I couldn't breastfeed the poor darling, even though I tried so hard that the lactation consultant told me to give up.  He wouldn't latch on.  How can you blame him?  His mouth opened as large as a quarter and my nipple and area was the diameter of a pop can....proportions are wrong here.  So I pumped the meager amount that was willing to drop and that lasted two weeks before giving up completely.

But while the lactation consultant, whom had never had a child of her own and therefore could not understand why I was crying out in pain, was spending her afternoon trying to convince my baby how to latch on, the view outside my window had changed considerably.  I was now staring into the face and large torso of a burly man with a hammer.  I was on the 8th floor.  Not a comfortable predicament to say the least.

Needless to say that I was itching to get out of there.

September 18th

I was finally getting into the swing of things.  I was changing diapers, feeding him with a bottle (which the hospital gave me both of liberally) and even bathed him, even though the nurse did not want to show me the correct way to do this.  When a knock at the door provided me with my first unsolicited visitor. 

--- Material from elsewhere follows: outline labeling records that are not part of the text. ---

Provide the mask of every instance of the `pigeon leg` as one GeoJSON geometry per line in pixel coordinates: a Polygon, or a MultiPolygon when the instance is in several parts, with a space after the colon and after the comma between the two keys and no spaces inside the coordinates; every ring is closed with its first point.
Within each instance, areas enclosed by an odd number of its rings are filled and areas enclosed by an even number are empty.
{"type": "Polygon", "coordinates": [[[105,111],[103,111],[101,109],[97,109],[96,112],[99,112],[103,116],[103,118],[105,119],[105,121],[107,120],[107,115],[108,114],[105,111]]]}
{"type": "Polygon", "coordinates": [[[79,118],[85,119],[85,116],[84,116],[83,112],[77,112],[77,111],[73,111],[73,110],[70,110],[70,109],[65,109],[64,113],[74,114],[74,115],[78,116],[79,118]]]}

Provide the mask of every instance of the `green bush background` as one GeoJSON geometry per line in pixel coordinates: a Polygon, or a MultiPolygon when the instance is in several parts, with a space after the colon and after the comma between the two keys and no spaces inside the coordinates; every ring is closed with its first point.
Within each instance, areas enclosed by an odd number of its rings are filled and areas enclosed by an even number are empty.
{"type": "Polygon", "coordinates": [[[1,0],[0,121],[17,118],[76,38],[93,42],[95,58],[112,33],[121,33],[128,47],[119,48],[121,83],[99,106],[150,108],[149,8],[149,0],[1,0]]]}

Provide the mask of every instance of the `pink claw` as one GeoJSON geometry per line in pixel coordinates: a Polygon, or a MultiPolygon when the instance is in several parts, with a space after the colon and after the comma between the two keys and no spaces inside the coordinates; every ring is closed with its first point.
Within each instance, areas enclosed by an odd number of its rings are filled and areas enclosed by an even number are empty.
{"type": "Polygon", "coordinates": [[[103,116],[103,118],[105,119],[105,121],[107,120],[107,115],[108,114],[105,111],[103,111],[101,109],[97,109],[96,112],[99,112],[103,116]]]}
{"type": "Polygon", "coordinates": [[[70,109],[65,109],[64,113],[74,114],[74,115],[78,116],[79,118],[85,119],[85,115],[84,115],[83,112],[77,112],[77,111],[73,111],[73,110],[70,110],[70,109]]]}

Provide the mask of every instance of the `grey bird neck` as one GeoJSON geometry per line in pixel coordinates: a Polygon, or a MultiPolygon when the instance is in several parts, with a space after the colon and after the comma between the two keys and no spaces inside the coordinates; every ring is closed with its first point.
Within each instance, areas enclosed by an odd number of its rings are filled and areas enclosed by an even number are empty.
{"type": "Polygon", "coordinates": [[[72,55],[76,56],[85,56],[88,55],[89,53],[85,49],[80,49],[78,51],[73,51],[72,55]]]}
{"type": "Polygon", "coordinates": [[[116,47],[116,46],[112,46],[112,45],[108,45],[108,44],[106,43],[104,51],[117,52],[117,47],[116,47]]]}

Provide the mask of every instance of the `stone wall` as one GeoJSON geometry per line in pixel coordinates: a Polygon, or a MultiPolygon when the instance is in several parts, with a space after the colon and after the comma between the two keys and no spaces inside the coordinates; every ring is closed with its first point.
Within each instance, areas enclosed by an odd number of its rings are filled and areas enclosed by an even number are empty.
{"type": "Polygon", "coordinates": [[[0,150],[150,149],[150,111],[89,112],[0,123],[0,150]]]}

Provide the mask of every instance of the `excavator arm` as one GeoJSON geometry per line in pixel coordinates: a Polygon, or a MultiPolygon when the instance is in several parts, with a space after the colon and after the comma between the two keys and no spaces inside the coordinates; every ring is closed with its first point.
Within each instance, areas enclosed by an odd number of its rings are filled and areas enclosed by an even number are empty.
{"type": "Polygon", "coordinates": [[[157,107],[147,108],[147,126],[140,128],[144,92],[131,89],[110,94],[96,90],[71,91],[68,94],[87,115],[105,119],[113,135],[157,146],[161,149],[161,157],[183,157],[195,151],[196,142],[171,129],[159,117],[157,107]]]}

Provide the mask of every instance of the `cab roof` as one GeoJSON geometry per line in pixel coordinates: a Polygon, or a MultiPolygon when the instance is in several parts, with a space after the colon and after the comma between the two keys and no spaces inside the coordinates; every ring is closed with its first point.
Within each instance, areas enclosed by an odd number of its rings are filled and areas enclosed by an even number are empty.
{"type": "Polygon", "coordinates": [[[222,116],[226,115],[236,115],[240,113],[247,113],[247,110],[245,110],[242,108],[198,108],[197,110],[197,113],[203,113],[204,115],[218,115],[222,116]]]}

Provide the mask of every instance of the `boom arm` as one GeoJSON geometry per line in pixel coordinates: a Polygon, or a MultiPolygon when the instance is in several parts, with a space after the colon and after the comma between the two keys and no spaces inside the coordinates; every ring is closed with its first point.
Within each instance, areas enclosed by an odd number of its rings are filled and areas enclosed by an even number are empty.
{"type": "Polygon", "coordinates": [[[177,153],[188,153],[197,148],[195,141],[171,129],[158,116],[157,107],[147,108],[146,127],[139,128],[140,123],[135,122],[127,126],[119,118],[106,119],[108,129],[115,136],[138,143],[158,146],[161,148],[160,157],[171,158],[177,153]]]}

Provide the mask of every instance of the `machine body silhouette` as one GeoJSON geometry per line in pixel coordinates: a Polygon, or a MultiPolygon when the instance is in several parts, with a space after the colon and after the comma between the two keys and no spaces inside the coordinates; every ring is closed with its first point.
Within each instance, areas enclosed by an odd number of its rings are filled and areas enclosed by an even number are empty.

Over the next two hours I had the welcome wagon lady drop in, a life insurance lady drop in, the photobed woman drop in and countless nurses and students.  The photobed lady came in with her camera and infant bad step-up and we thought it would be a great picture to have, until she started poking him in the face with a bottle nipple on her finger to make him open his eyes.  She had told me not to feed him but she was on hour late, so he fell asleep and scolded me for not listening to her instructions.  Sigh!  Who's the child in this room??  Eventually I got a picture taken with his eyes closed and am still grateful as the eyes open pictures look like they have been possessed by the devil.  But if it weren't for my DH she would have been wearing her photobed around her neck for poking him.

By the next morning we were packed up and waiting to go home.

1 comment:

WolfMamma said...

Your story makes me want to cry and scream and mostly it makes me want to strangle people. I am so sorry to hear this and hope that you had a better experience with your other births. Bringing forth life is intense, it is scary and it is wonderful! To have robbed you and your son of basic dignity is abhorable. I hope things have changed some since then but fear they have not. All I can say is I hope more people train to be midwives.